You’ll want to find a property management company in your area, but just for context, Los Angeles Property Management Group has been able to:
- Save a new client $5,000 within the first week of working together by getting them out of a roof replacement agreement that was overcharging them.
- Lean on a contact within the industry to re-pipe a building for 30 percent less cost than the owner’s plumber was going to charge.
- Get a client an $11,000 check from the City by disputing an excessive water bill.
It’s hard to know where you’re overpaying until you get someone from the “outside” to explore your business and offer new ideas and alternatives.
- Embrace Automation and Technology
Technology has the ability to streamline processes that are currently costing you hours of time. By focusing on the correct technologies, you can make a big difference in your day-to-day operations and expense sheet.
For example, implementing automated systems for rent collection can enhance efficiency and decrease late payments. Automated reminders for rent due dates and online payment options work by encouraging timely payments and reducing the need for manual follow-ups.
- Be Proactive With Maintenance
Proactive maintenance is key to preventing costly repairs down the line. Conduct regular inspections of the property to identify minor issues before they escalate into significant problems. Addressing maintenance needs promptly helps preserve the property’s condition and prevents larger and more expensive repairs down the line.
Consider establishing a maintenance schedule for essential systems like HVAC, plumbing, and electrical systems. Performing routine checks and addressing maintenance issues early on will extend the lifespan of these systems and minimize unexpected expenses.
- Optimize for Energy Efficiency
Reducing utility expenses is another way to cut property management costs. It’s a good idea to implement energy-efficient practices such as installing LED lighting, programmable thermostats, and low-flow fixtures. These upgrades not only reduce utility bills but also contribute to environmental sustainability.

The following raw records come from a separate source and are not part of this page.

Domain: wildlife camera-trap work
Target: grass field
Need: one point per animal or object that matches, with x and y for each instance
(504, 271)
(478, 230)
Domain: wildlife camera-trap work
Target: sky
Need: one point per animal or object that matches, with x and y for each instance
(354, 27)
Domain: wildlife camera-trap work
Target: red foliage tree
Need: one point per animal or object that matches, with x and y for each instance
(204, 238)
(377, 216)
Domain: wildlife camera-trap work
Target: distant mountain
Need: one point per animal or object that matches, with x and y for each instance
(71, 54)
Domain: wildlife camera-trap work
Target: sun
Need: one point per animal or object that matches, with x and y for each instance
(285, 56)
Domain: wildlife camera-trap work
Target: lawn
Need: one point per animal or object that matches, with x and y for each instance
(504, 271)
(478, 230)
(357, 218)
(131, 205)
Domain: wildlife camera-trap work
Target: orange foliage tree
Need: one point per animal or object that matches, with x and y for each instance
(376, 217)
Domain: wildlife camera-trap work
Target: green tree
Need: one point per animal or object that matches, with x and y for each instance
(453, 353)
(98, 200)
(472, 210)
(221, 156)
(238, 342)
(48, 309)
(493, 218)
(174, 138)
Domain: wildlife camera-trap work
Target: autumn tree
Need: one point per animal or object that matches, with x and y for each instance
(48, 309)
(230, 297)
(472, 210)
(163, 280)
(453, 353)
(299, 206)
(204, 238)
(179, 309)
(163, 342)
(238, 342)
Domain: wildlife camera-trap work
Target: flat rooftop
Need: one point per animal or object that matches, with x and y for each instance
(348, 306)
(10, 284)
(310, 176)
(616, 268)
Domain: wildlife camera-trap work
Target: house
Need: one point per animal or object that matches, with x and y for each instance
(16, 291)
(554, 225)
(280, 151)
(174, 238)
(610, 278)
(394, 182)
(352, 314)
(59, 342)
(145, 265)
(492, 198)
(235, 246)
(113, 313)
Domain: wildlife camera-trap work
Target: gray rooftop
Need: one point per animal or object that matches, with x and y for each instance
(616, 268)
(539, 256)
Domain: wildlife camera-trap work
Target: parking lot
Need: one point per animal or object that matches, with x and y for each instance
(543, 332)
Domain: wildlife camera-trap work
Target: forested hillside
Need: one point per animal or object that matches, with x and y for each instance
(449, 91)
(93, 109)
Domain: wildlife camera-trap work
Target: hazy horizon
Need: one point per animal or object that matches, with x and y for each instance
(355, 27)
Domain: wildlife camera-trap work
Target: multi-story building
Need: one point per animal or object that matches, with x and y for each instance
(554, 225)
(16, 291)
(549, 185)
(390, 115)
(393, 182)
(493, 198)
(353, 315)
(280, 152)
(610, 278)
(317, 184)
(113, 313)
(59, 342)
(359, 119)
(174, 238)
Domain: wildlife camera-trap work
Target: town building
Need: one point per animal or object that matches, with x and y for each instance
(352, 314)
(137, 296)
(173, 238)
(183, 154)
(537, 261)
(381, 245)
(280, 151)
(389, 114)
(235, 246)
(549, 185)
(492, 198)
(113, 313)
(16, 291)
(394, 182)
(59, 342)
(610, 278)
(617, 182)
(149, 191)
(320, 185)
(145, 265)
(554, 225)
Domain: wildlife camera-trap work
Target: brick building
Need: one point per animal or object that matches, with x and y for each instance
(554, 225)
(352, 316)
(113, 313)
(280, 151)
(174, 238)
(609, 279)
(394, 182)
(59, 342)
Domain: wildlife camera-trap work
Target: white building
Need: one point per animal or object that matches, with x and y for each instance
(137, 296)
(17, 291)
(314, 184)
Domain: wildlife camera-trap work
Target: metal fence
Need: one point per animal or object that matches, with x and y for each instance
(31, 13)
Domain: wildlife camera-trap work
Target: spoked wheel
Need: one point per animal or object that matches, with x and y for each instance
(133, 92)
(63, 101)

Take things one step further by educating tenants on energy-saving practices and encouraging their participation in energy conservation efforts. Simple measures like turning off lights when not in use or using energy-efficient appliances can collectively lead to noticeable savings on utility costs.
Enjoy Higher ROI
Reducing property management costs basically has a 1:1 relationship with improved cash flow. In other words, if you can lower your costs by $1,000 per month, that’s an extra $1,000 per month in your pocket (give or take a few dollars). Thus, this isn’t something you want to drag your feet on. It’s important that you act quickly and get your costs in line sooner rather than later.